With everything considered, the annotations look healthy and with no major conflicts that could not be excused by subjectivity or difference in connection time or origin (e.g. 404 at one case, normal service at the other, or being able to access geonames or not due to security issues).

The only links that need reviewing for the ML part are the tools.wmflabs.org links in regards to author/publisher. This is due to workers having no context to classify them, but us having it.

More specifically, here's what we concluded:

## References voted inaccessible in Task 1

References deemed inaccessible in this group are either:
- A search page (or a redirect to it)
- A redirect to a home page
- Security issues
- A 404 at some point (either told by workers or faced by us at some point)
- Discontinued service
- Is a JSON: Some JSONs are reported 'not structured' by workers and information in them might be impossible or hard to understand or retrieve, prompting some workers to say it is inaccessible.
- Permission errors
- Payment required

**We did not identify any references that would not fit here**

## References voted inaccessible in Task 2

References deemed inaccessible in this group are either:
- A redirect to another page
- Security issues
- A 404 page
- Discontinued service: Workers might not assume that the host of the service is the author/publisher and deem the reference inaccessible
- Is a JSON (tools.wmflabs.org): JSONs from tools.wmflabs have no indication of what author/publisher created them and the URL does not give much indication of it, nor do they provide a home page. The only way to conclude would be to know it is a wiki project, or to access the base url manually.

As we have the context to attribute an author/publisher code do the tools.wmflabs.org JSON references, we'll do so.

**Apart from the JSONs, we did not identify any references that would not fit here**

## References voted inaccessible in both Tasks 1 and 2

References deemed inaccessible by both tasks are either:
- A redirect to another page
- Security issues
- A 404 page
- Discontinued service

**We did not identify any references that would not fit here**

## References voted inaccessible in Task 1 but accessible in Task 2

These references would be:
- Inaccessible for getting their content, but
- Accessible for getting their author/publisher info

References in this group are either:
- A search page (or redirect to it): Information inaccessible (depending on user search ability), but author/publisher obvious
- A redirect to a home page: Information inaccessible, but author/publisher obvious
- A 404 page: Specific page inaccessible, but worker can use the domain or home page to infer/get author/publisher, i.e. http://nvpub.vic-metria.nu/naturvardsregistret/rest/omrade/2001958/G%C3%A4llande
- Discontinued service: Information inaccessible, but author/publisher obvious, i.e. http://talent.yahoo.co.jp/pf/detail/pp13199. This is very subjective, as whether or not Yahoo was the author/publisher or if it was only hosting it is concluded by each worker through their own reasoning.
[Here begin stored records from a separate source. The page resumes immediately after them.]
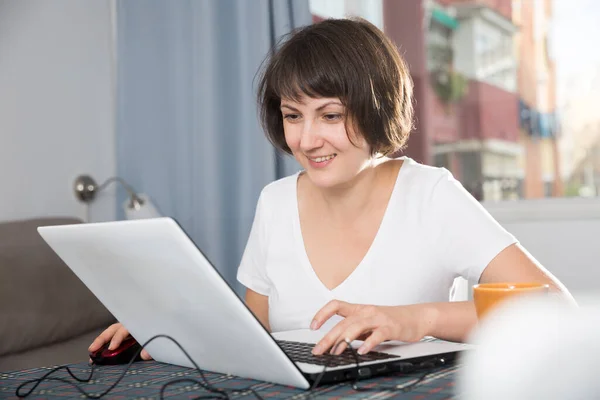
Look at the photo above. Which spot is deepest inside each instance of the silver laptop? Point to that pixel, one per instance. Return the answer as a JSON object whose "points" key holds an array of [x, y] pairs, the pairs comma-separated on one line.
{"points": [[152, 277]]}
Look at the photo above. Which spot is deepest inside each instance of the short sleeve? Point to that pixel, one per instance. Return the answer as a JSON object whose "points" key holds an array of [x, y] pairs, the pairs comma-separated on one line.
{"points": [[252, 272], [468, 237]]}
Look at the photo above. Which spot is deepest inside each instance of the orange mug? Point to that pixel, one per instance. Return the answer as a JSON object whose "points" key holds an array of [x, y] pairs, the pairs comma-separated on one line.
{"points": [[486, 296]]}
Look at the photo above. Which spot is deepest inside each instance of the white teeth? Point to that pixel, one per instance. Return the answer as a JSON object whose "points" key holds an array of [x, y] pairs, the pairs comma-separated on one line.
{"points": [[323, 159]]}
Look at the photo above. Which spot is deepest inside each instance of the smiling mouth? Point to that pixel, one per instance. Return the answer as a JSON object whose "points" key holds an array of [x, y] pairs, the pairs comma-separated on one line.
{"points": [[322, 159]]}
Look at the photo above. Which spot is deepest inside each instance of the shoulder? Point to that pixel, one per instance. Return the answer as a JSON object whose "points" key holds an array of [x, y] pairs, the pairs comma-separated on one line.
{"points": [[420, 180], [278, 197], [280, 189]]}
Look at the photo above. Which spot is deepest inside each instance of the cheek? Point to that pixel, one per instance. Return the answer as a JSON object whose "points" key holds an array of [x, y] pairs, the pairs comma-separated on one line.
{"points": [[292, 137]]}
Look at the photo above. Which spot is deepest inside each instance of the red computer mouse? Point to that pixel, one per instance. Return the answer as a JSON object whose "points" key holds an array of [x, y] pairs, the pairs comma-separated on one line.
{"points": [[121, 355]]}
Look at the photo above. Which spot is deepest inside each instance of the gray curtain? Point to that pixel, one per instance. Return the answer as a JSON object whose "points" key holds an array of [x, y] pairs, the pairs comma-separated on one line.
{"points": [[187, 128]]}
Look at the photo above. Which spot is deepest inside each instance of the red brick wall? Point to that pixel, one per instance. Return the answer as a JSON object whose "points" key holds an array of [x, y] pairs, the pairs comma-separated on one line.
{"points": [[486, 112], [498, 112]]}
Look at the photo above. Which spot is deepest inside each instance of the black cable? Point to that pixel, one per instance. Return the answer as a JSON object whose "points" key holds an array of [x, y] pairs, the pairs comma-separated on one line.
{"points": [[217, 393]]}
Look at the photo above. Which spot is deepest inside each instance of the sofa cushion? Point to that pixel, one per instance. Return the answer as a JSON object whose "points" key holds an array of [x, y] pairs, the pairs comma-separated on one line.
{"points": [[41, 300]]}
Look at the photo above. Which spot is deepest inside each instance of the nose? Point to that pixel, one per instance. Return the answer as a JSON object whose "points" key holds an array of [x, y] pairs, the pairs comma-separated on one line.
{"points": [[311, 138]]}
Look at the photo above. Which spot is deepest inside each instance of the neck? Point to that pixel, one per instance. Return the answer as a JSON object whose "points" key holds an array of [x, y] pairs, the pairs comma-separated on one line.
{"points": [[345, 202]]}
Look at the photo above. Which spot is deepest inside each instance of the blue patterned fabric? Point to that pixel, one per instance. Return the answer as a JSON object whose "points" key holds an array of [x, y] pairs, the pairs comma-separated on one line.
{"points": [[145, 379]]}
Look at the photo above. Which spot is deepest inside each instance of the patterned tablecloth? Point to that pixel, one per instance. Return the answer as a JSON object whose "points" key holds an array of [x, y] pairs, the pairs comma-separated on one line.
{"points": [[145, 379]]}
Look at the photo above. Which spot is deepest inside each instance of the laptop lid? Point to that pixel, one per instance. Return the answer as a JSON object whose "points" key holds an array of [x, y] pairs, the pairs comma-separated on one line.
{"points": [[153, 279]]}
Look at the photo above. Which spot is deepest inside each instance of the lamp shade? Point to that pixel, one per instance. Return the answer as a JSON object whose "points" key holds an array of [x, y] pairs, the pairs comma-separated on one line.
{"points": [[143, 211]]}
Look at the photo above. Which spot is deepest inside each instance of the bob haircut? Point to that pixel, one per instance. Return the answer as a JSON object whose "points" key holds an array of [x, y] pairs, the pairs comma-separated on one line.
{"points": [[348, 59]]}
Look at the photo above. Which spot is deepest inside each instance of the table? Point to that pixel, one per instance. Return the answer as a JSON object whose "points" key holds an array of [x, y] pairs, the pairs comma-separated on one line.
{"points": [[145, 379]]}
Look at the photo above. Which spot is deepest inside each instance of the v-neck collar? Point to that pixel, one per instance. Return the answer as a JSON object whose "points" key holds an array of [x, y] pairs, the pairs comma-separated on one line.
{"points": [[301, 248]]}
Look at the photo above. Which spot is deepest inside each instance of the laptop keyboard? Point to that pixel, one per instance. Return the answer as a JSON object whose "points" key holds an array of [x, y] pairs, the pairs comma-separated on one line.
{"points": [[302, 352]]}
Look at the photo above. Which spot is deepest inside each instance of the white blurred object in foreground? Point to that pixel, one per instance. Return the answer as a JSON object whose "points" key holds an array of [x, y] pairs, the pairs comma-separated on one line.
{"points": [[537, 348]]}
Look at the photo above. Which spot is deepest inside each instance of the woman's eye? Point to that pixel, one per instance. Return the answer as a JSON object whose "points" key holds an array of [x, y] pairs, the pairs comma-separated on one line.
{"points": [[333, 117], [291, 117]]}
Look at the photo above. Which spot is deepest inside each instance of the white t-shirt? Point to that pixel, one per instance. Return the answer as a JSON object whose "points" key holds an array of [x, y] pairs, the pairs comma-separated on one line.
{"points": [[432, 231]]}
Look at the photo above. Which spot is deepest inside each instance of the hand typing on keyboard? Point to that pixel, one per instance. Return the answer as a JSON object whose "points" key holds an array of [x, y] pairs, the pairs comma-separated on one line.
{"points": [[373, 324]]}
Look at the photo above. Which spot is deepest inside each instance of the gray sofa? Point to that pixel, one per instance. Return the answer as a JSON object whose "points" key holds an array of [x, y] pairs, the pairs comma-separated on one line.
{"points": [[47, 316]]}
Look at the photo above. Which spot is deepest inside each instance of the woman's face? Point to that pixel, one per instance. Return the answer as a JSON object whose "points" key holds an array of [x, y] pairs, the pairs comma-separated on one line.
{"points": [[315, 132]]}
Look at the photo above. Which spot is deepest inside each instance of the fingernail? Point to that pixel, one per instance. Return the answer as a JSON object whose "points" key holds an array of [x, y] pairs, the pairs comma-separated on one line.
{"points": [[317, 349]]}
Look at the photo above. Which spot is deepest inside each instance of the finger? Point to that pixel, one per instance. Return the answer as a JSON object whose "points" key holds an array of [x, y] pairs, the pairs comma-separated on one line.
{"points": [[354, 331], [119, 336], [378, 336], [329, 310], [145, 355], [104, 337], [333, 336]]}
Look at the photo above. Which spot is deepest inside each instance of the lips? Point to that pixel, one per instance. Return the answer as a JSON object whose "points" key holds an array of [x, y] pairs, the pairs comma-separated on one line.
{"points": [[321, 159]]}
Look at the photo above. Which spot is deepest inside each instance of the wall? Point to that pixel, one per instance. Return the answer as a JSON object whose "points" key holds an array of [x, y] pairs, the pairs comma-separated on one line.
{"points": [[371, 10], [56, 108], [464, 48]]}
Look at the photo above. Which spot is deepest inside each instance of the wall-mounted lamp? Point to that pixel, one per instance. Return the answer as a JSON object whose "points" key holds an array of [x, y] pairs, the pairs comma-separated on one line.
{"points": [[138, 206]]}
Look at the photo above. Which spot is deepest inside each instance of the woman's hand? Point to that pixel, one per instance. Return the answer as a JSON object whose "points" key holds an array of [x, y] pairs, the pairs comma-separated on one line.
{"points": [[373, 324], [115, 333]]}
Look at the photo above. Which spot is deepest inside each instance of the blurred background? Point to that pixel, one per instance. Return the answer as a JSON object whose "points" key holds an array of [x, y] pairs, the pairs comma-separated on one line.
{"points": [[120, 109]]}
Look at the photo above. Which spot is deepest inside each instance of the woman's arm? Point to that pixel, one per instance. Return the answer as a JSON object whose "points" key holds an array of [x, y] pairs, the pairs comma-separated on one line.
{"points": [[259, 305], [451, 321]]}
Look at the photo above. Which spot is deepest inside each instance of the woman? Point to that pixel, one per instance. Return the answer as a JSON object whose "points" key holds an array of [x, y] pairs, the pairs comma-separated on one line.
{"points": [[374, 239]]}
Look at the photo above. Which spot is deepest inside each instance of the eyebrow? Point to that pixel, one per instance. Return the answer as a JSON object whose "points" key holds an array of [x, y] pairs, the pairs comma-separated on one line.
{"points": [[337, 103]]}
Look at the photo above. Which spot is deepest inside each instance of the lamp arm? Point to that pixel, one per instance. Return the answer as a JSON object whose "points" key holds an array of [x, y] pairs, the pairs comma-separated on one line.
{"points": [[132, 194]]}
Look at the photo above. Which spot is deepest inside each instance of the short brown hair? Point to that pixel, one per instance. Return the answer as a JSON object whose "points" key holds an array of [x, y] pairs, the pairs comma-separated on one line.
{"points": [[350, 59]]}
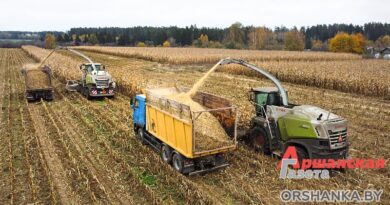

This prompts them to classify this discontinued service as either inaccessible in Task 2 or to use Yahoo as author/publisher and deem it accessible.
- Is a JSON: Same as with 404 page, but information is unintelligible to some workers instead of really inaccessible
- Permission errors: Same as 404 page
- Payment required: Same as 404 page 

There were 3 websites from the sok.riksarkivet.se/bildvisning/ domain in this group. They all link to scannings of handwritten records. Workers might not have understood the information in them and classified them as inaccessible in task 1, but knew how to get author/publisher from the website. Otherwise, the service might have been unavailable at the time of the task, given that all urls from this domain/subdomain were given as inaccessible.

**Apart from that, we did not identify any references that would not fit here**

## References voted inaccessible in Task 2 but accessible in Task 1

These references would be:
- Accessible for getting their content, but
- Inaccessible for getting their author/publisher info

References in this group are either:
- Is a tools.wmflabs.org JSON: The information might have been accessible (intelligible) but no way of finding author/publisher with only the URL, and no way of accessing a home page.
- geonames.nga.mil: Some workers manage and some dont to access this website

**Again, apart from the tools.wmflabs JSONs, we did not identify any references that would not fit here**

# A detail about tools.wmflabs
Only tools.wmflabs references in SPANISH got MAJORITY VOTED as inaccessible in task 2.
The tools.wmflabs references in both Swedish and Dutch got MAJORITY VOTED as author=collective and publisher=selfpublished.
We have no idea why.

And only 4 were voted as inaccessible in task 1 in Spanish, from 36.
So it might be some bias from spanish speakers? Considering tasks 1 and 2 were live at the same time (so they couldn't be both accessible AND inaccessible.